I am a data and reporting analyst with a Computer Science major and Business minor who accidentally fell in love with the messy part in the middle: taking half-broken data and turning it into something leaders can actually use. Writing SQL is fun, but watching a VP say “oh, that actually makes sense now” is way better.
At Alberta Innovates, that meant helping move innovation funding data out of scattered spreadsheets and into Microsoft Fabric and Power BI. Most of my days were spent doing unglamorous things: chasing down what a column really meant, aligning metric definitions, and fixing the kind of edge cases that only show up the night before a review meeting. At Whistling Solutions, it looked like building simple experiment workflows so product changes had numbers behind them instead of “we feel like it’s better.”

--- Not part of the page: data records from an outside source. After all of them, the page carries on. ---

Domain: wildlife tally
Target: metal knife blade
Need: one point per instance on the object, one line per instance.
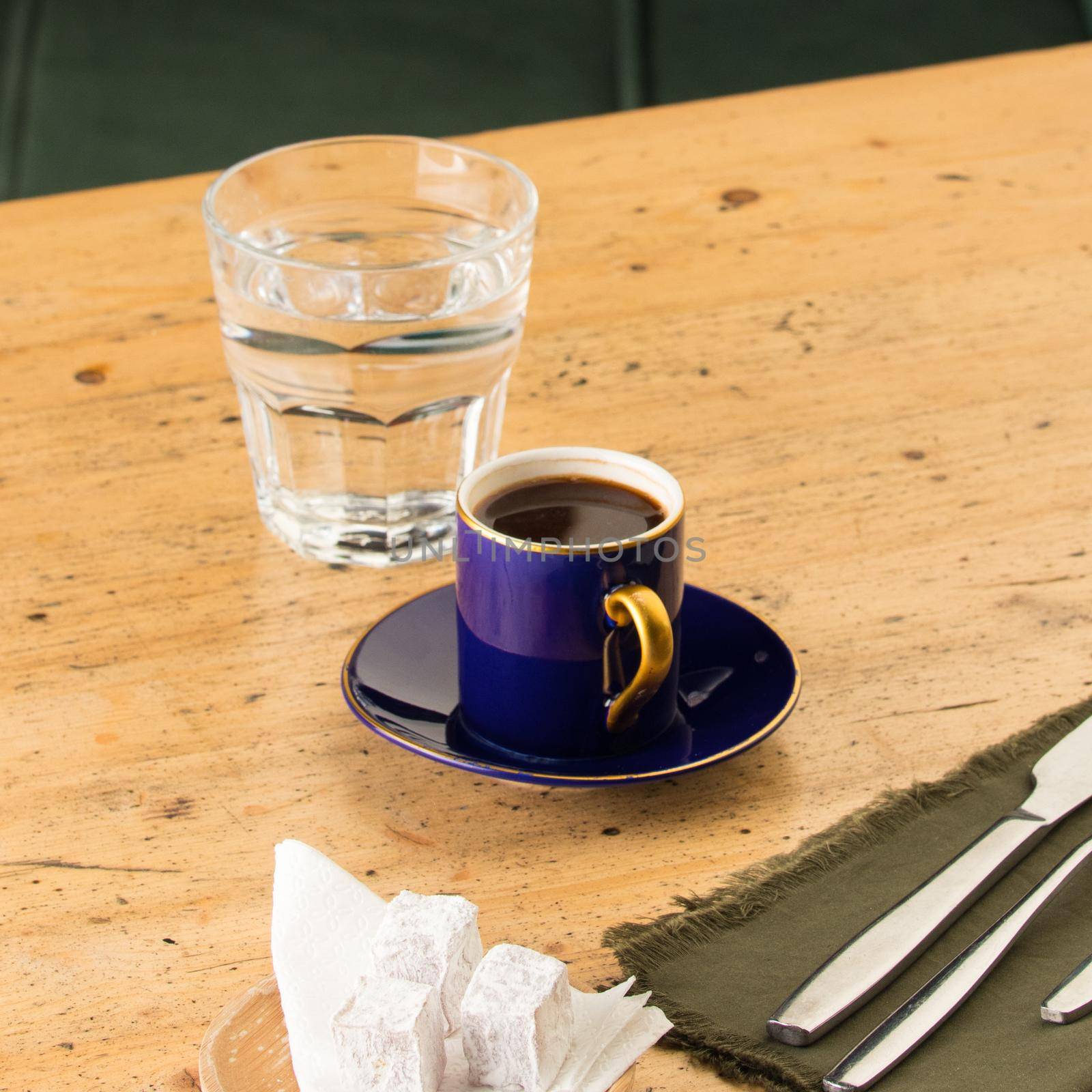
(862, 968)
(1070, 999)
(920, 1017)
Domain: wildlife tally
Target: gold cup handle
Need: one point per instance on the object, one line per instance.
(640, 605)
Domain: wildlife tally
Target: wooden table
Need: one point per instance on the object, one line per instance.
(853, 318)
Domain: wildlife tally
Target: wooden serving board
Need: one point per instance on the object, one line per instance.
(246, 1046)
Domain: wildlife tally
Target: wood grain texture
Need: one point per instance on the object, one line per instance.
(873, 379)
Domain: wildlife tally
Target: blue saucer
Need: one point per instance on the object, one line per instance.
(738, 682)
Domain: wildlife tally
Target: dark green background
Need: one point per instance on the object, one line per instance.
(96, 92)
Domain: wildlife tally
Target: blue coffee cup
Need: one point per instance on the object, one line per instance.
(568, 650)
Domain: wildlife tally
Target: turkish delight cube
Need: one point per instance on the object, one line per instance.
(517, 1019)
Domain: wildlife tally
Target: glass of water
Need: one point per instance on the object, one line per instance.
(371, 294)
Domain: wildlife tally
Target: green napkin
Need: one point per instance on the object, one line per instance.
(722, 966)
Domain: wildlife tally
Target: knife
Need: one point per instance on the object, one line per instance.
(1072, 998)
(860, 970)
(911, 1024)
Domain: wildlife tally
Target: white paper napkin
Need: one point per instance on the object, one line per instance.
(322, 924)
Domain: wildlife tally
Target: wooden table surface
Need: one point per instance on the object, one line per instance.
(852, 318)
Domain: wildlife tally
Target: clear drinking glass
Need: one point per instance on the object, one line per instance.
(371, 293)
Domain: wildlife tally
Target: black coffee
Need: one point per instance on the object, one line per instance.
(571, 509)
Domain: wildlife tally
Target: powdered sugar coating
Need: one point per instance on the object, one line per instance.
(389, 1037)
(431, 939)
(517, 1019)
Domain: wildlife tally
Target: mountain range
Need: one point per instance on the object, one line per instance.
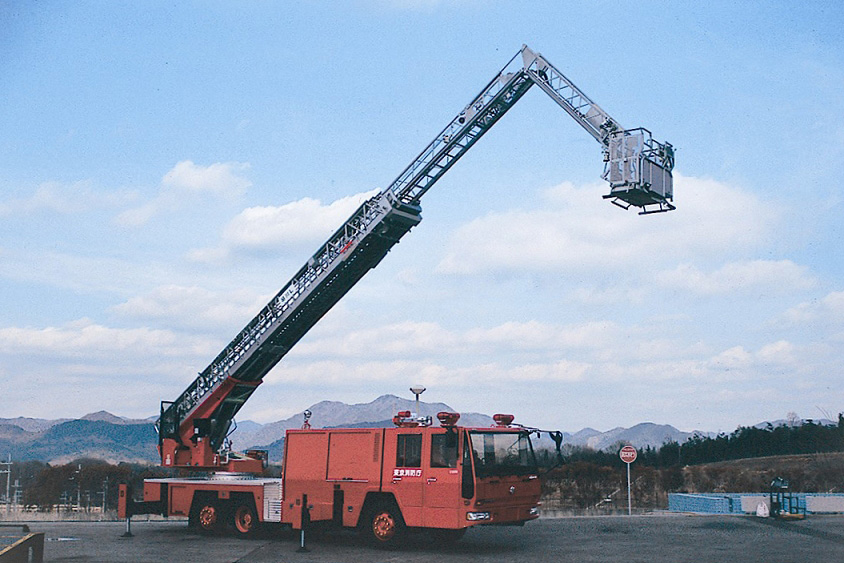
(113, 438)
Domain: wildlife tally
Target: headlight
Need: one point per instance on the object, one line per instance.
(475, 516)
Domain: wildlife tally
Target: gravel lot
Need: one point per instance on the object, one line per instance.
(668, 537)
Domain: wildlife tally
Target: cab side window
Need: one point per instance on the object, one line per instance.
(409, 450)
(443, 450)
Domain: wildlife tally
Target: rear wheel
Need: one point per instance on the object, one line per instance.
(385, 526)
(244, 519)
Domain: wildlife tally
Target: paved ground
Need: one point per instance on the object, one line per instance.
(669, 538)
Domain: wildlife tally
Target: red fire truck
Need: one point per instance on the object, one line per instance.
(378, 480)
(415, 475)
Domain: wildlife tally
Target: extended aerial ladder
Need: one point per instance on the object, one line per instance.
(193, 428)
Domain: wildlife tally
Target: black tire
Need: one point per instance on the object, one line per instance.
(443, 536)
(384, 526)
(244, 519)
(207, 517)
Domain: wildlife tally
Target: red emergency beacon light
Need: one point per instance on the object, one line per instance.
(448, 418)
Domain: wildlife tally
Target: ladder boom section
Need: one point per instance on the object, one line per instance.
(193, 429)
(569, 97)
(462, 132)
(221, 388)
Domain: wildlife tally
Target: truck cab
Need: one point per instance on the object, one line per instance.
(385, 480)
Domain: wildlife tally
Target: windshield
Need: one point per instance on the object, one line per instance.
(502, 453)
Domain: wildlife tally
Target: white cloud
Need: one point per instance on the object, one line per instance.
(779, 276)
(219, 178)
(781, 352)
(576, 229)
(89, 340)
(188, 182)
(271, 227)
(194, 306)
(829, 310)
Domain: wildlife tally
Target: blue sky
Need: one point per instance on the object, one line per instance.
(166, 168)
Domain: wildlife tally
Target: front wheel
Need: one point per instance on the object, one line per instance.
(208, 518)
(385, 526)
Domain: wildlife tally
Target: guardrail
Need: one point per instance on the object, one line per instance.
(23, 547)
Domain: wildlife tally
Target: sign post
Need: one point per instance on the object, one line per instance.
(628, 455)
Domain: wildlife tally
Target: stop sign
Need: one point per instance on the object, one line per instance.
(627, 454)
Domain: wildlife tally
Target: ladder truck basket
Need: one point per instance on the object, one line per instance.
(638, 169)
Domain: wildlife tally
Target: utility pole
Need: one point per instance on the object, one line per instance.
(8, 472)
(105, 494)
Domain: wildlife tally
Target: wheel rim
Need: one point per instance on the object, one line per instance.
(243, 519)
(208, 517)
(384, 526)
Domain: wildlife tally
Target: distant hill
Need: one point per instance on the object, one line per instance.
(639, 436)
(115, 438)
(73, 439)
(332, 414)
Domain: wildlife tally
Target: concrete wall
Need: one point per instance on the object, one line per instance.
(746, 503)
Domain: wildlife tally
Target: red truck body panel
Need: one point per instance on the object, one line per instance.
(428, 473)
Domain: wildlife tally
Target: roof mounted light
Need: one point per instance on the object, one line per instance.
(503, 419)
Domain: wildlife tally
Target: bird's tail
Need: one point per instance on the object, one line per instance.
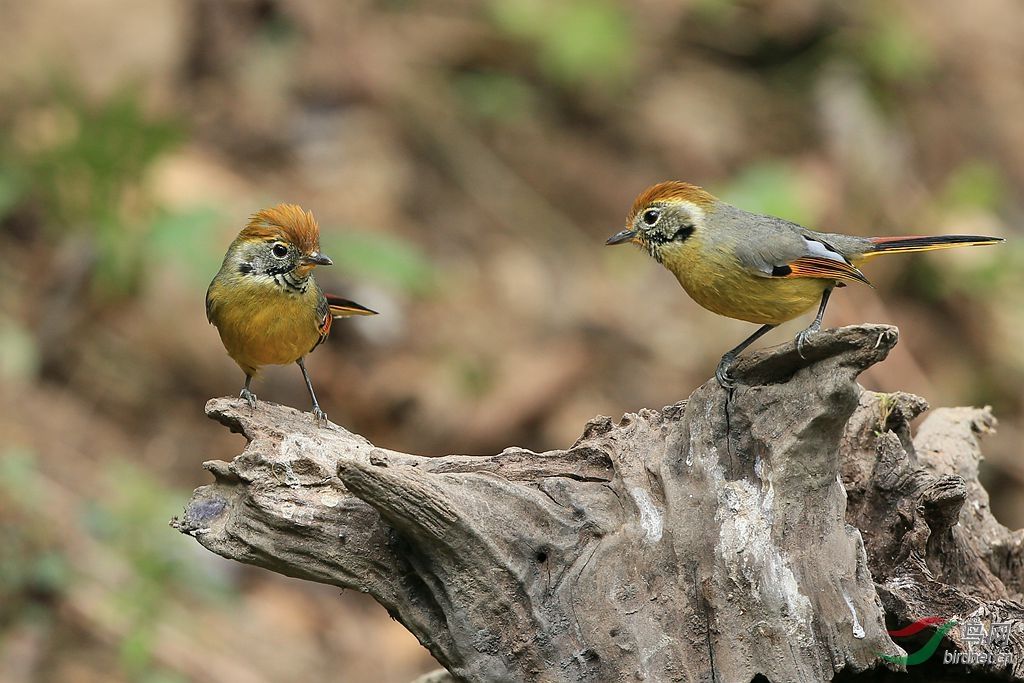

I’ve noticed the pattern is almost always the same: unclear definitions, scattered sources, and smart people stuck in meetings debating which number is correct. My small obsession is building a calm, reliable layer between all of that and the people who actually need to decide. I like my data work the way I like my coffee: no drama, no surprises, and strong enough that people trust it.
When I’m not doing that, I read about data engineering practices I’m slowly growing into, tweak my own Power BI designs just to shave off one more click, and work on my French at a pace my friends find very entertaining. Somewhere between all of that, I’m trying to become the kind of analyst teams call when they want fewer dashboards and better decisions.